Eighteen kilometres southwest of Rochefort is Brouage, a seventeenth-century military base. The way into the town is through the Porte Royale in the north wall of the original fortifications. Locked inside, Brouage seems abandoned and somnolent; even the sea has retreated, and all that’s left of the harbour is a series of pools (claires), where oysters are reared.

Half a dozen kilometres south of Brouages is the oyster village of Marennes. It is the centre of production in a region that supplies over sixty percent of France’s requirements. The village’s speciality is fattening creuses oysters, a species bred in France since the 1970s. It’s a lucrative but precarious business, vulnerable to storm damage, temperature changes, salinity in the water, the ravages of starfish and umpteen other natural disasters.

Oysters begin life as minuscule larvae, which are “born” about three times a year.
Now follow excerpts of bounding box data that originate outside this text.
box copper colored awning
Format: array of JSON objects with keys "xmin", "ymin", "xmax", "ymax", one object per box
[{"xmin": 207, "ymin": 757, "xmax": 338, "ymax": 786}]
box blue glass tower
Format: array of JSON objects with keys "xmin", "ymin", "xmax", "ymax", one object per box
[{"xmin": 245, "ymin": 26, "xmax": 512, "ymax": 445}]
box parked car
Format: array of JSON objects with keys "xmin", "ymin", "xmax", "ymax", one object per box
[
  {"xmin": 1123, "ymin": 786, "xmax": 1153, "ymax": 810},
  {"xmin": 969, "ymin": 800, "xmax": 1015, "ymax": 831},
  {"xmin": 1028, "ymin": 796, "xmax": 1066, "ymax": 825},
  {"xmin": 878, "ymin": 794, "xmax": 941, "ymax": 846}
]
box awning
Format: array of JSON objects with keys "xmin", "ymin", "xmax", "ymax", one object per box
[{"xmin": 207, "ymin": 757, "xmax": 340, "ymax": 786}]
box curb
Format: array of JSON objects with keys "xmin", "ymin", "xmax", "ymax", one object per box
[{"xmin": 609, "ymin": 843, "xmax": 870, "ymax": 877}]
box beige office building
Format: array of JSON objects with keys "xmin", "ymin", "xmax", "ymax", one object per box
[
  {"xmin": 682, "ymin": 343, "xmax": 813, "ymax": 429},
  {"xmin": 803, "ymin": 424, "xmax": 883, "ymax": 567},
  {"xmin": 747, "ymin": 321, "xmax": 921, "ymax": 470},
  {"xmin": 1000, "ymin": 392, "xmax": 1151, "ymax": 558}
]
When a birth happens, the oystermen are alerted by a special radio service, and they all rush out to place their “collectors” – usually arrangements of roofing tiles – for the larvae to cling to. They mature there for eight or nine months, and are then scraped off and moved to parcs in the tidal waters of the sea. Finally, they’re taken to claires – shallow rectangular pools where they are kept permanently covered by water that’s less salty than sea water. Here they fatten up and acquire the greenish colour the market expects. With “improved” modern oysters, the whole cycle, which used to take five years, now takes about two.